Pose Estimation on Russian International News Media

Principal Investigators:
Prof. Dr. Peter Uhrig
Project Manager:
Prof. Dr. Peter Uhrig
additional Affiliation:
TU Dresden
HPC Platform used:
NHR@FAU: Alex and Fritz
Project ID:
b105dc
Date published:
Researchers:
Ilia Burenko
Introduction:
As multimodal communication analysis continues to evolve, high-performance computing (HPC) is playing a transformative role in enabling large-scale annotation and data processing. In the context of the DFG/AHRC-funded research project World Futures Multimodal Viewpoint Construction by Russian International Media a research team led by Anna Wilson (University of Oxford) and Peter Uhrig (FAU Erlangen-Nürnberg) has developed an innovative framework for automating speech, text, and gesture annotation. This interdisciplinary effort leverages state-of-the-art AI techniques, supported by the scalable HPC infrastructure provided by the Erlangen National High-Performance Computing Centre (NHR@FAU) in the project Pose Estimation on Russian International News Media. By combining expert-driven manual annotation with machine learning, the study pushes the boundaries of multimodal analysis, offering improved methods for the study of human multimodal communication at scale. In 2024, the paper summarizing the concepts behind the manual and automatic annotation, World futures through RT’s eyes: multimodal dataset and interdisciplinary methodology was published in Frontiers in Communication
Body:

Automatic Annotation: Harnessing AI for Scalable Multimodal Analysis
One of the main challenges in multimodal research is the labor-intensive process of annotation. The research team led by Wilson and Uhrig has addressed this challenge by integrating manual expertise with computational automation. OpenPose is utilized as the basis of gesture recognition and tracking, allowing for the automatic identification of movement direction and orientation. Additionally, an eyebrow movement detection tool has been developed to enhance annotation speed and capture intricate multimodal cues.
 

Automatic speech recognition (ASR) plays a crucial role in textual annotation. Initially, YouTube’s ASR was employed for speech-to-text conversion, but the study also tested OpenAI’s Whisper model, which demonstrated superior transcription accuracy. However, Whisper’s timestamping limitations necessitated manual refinements.
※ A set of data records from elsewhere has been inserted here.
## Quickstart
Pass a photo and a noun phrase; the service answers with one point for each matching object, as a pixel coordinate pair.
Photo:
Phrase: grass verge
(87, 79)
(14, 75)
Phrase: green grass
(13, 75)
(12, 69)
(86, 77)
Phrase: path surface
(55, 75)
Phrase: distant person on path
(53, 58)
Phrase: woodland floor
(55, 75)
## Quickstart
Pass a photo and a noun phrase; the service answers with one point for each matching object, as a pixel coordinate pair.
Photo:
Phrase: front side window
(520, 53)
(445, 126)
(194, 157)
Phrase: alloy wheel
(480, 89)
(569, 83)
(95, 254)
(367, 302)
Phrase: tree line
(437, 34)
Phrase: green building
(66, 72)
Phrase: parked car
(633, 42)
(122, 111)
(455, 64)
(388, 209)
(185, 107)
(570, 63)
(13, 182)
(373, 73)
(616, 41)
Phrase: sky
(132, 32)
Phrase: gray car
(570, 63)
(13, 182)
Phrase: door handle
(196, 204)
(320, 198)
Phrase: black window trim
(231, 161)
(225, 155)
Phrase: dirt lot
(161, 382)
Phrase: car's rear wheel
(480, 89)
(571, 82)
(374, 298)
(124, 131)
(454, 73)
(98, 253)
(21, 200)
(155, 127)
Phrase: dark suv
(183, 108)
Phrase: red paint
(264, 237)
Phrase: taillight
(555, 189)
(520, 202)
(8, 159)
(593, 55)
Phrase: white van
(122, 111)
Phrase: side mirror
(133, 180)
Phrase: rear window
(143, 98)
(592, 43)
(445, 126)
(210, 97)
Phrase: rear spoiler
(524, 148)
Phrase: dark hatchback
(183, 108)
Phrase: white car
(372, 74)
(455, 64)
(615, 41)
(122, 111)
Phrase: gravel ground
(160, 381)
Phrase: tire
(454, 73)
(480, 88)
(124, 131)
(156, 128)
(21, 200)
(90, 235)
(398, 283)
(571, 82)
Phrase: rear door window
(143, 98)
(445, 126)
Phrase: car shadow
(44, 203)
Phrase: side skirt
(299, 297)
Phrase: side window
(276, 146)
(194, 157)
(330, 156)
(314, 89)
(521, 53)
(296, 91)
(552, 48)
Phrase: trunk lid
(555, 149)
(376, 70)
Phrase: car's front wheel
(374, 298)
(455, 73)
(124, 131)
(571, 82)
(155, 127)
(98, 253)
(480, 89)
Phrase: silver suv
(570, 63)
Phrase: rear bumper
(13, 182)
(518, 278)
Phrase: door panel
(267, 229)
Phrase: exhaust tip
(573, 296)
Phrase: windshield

By refining automatic annotation with human expertise, the research strikes a balance between efficiency and precision.
One further central aspect of the toolset developed is the automatic classification of gestural zones. Using machine learning algorithms and a set of manually defined rules, the research team has devised a system that segments and categorizes gestures based on predefined spatial parameters. This enhances annotation reliability and scalability, paving the way for broader applications in multimodal research.
 

High-Performance Computing: Enabling Large-Scale Multimodal Processing
This research is only made possible through the computational power provided by NHR@FAU. Given the vast computational demands of processing video, audio, and textual data, HPC accelerates annotation workflows by distributing tasks across multiple processing nodes. It is particularly the video analysis with OpenPose that placed large computational demands on the Alex GPU cluster run by NHR@FAU for the analysis of many years of RT videos captured just before RT was blocked from YouTube.
HPC resources also support deep learning experiments aimed at refining multimodal recognition models. The ability to train and test AI models on powerful computing clusters ensures that annotation algorithms continue to improve, enhancing the robustness of automated multimodal analysis. 
 

By integrating cutting-edge AI with HPC support from NHR@FAU, this study represents a significant advancement in multimodal communication research. The collaboration between cognitive and computational linguists as well as machine learning specialists exemplifies the potential of interdisciplinary research to drive innovation. The combination of scalable computing resources both with machine learning and rule-based annotation shows great potential for efficient but accurate annotation of video data for the humanities.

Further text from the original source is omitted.